We have boer goats but we are in Australia so our climate may be quite different. We are building up our herd numbers and currently have 15 and a couple more does ready to kid. We are in the subtropics so its generally quite warm, though we are in the mountains and we do get hard frosts overnight in winter.

We just have our goats in the paddock with electric netting which we move weekly, ensuring they get a combination of pasture and woody weeds. In that, we have a goat-specific lick block and a water trough that gets moved with them. We also feed them 1 teaspoon each of copper sulphate as extra protection against worms in a bit of pelleted goat food weekly. If you are after an excellent goat book check out Natural goat care by Pat Coleby.

We have a movable shelter or we tie up a heavy tarp to protect them from the rain, goats don't like rain. They handle our frosty nights just fine out in the paddock. They find shelter under bushes and snuggle up together. Their coats thicken up nicely in winter. Our goats kid in spring/summer and they generally kid out in the paddock.
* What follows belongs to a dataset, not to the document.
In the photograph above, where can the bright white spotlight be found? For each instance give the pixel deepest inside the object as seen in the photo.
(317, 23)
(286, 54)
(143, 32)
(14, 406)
If the weather is looking particularly cold or poor we will move a goat that looks ready to kid into a pen in the shed, but after a day or two they are returned to the herd, baby goats are pretty tough. We are about to build a specific small goat yard near the house yard with a shed for when we do need to isolate them, that way it will be easy to supervise them rather than traipsing across the paddock. Their shelter will be a semi-enclosed shed with hay on the floor, but generally, they stay in the paddock, it's rare we need to pen one up.

It's not uncommon for boer goats to be used in Australia as a form of natural weed control and used to help mitigate bushfire risk in forest areas using a set-up like ours. They are great animals. Deadly snakes are incredibly common in Australia, and we have never had an issue. The snakes tend to clear off when the goats trample about.

As far as a buck goes, Generally in livestock circles it's genetically acceptable for that he can be bread with his daughters, but not his granddaughters or you risk narrowing the genetics too much and getting problems.
 
Pallets are great hidy holes for mice rats n snakes..something to consider. That idea sounds like alot of work to only utilize for a short while n will be in the way. I just cant see that idea being a good solution really..but it's not my set up.
I would separate my doe and kids from everyone for about a week or so in a stall I had set up. I just used straw as bedding on a gravel dirt floor..easy to clean up. Then the doe n kids rejoined the herd including the horse I had or I'd put her n the kids in the pasture set up just for them.
I had my own buck so I had to manage keeping him separate at times..as I only wanted kids in spring. So I kept two of his boys that I banded as companions for the buck and weedwackers.
Some folks would rent a buck for their females. It's a good alternative to having to keep one and separated. I had the room and energy at the time to manage it all at the time.
I still have my doe, whom I retired and one of her kids who was one of the banded boys. They are now my field weed wackers. I'm pretty done with raising livestock at the moment. Its alot of time energy and money I'd rather put into other projects.
I did enjoy watching the kids bounce around..they are fun to watch. I sold most of my goats but I've put a few in the freezer for me and my dog. Home grown dog food was the best.
 
We raised goats for a while after we first moved to our property, loved them, they were good companions and did an amazing job as living weed hackers, they cleaned the upper half of our property almost down to nothing. Our favorite buck lost his voice one winter and the next year got his front hooves stuck in branches of a tree and died, he couldn't call out for help, at that point my wife no longer wanted to have goats, I was bummed out as well. The thing we learned from raising goats was that after they have eaten all the available weeds and other plants, they need something like alfalfa hay for good nourishment, that hay was expensive and I wasn't working at that time. I felt bad not being able to feed them properly, just goes to show that we need to plan things out better before jumping into having livestock, you can easily bite off more than you can chew and it's not good to have animals suffer because of that.